A backend service is down
Runbook for a non-responding backend — the finance :3000 API timing out, the RunPod pod refusing connections, or a worker that's stopped. Per-host diagnosis and restart.
Symptom: A tool that talks to a specific backend keeps failing while the
rest of Leif works fine — finance_health_check times out, runpod_* returns
Connection refused, or a host’s worker won’t respond.
Likely cause
A single backend service is stopped (or, for RunPod, the pod is down / rotated).
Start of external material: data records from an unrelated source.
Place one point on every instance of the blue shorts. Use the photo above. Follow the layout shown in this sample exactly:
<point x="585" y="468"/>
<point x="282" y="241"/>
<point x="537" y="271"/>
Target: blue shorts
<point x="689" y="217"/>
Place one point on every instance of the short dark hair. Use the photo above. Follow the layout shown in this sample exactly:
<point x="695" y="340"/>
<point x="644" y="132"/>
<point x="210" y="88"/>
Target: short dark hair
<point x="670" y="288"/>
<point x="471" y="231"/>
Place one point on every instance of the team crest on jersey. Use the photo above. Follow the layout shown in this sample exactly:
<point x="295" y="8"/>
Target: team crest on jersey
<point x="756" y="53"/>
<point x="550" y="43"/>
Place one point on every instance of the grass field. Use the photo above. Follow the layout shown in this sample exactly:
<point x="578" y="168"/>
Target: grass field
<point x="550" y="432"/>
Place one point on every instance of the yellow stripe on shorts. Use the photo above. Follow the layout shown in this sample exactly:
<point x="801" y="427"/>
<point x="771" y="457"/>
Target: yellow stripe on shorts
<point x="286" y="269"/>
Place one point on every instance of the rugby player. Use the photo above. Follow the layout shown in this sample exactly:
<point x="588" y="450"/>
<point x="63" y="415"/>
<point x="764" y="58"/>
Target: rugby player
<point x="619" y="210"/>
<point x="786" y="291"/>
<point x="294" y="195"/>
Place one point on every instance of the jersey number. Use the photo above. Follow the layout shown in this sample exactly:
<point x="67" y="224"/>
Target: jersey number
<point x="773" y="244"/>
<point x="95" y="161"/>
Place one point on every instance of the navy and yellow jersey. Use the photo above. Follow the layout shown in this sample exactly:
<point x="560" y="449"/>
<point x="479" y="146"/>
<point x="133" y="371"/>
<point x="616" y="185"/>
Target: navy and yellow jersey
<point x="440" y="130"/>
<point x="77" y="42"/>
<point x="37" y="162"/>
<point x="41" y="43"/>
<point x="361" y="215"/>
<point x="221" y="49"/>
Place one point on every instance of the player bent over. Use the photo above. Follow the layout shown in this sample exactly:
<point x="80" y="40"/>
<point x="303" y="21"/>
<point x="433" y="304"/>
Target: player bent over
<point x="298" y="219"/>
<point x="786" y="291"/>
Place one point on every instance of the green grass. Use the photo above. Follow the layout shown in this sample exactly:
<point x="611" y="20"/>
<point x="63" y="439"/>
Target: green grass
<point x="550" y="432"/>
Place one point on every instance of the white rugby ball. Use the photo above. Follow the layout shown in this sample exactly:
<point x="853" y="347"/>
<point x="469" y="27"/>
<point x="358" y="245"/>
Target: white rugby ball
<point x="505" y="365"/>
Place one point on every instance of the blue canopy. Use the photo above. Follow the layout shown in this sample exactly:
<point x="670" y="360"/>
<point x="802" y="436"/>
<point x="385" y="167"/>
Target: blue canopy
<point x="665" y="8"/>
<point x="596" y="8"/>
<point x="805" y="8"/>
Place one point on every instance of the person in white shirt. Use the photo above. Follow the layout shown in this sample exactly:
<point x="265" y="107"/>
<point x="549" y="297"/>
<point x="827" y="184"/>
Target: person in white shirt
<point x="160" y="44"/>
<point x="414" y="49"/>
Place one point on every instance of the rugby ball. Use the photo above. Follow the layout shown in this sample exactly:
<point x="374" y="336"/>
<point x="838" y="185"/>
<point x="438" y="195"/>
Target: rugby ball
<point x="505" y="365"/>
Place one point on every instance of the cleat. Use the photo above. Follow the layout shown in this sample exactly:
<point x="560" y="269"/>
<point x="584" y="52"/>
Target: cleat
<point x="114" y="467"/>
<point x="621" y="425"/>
This is a one-service outage, not a Leif outage — if other namespaces work, Leif itself is fine. Several of these have a benign explanation that looks like a failure:
| Backend | ”Down” signal | Usually means |
|---|---|---|
Finance API (:3000 on nvrbackup) | finance_health_check connect timeout | The backend is stopped, not broken |
| RunPod GPU pod | runpod_* Connection refused | Pod is stopped or its SSH endpoint rotated |
| Pricing worker | imports stuck pending | Worker process died |
Diagnose
Finance API (:3000)
finance_health_check()
finance_app_execute_command(command="systemctl status <finance-service> --no-pager")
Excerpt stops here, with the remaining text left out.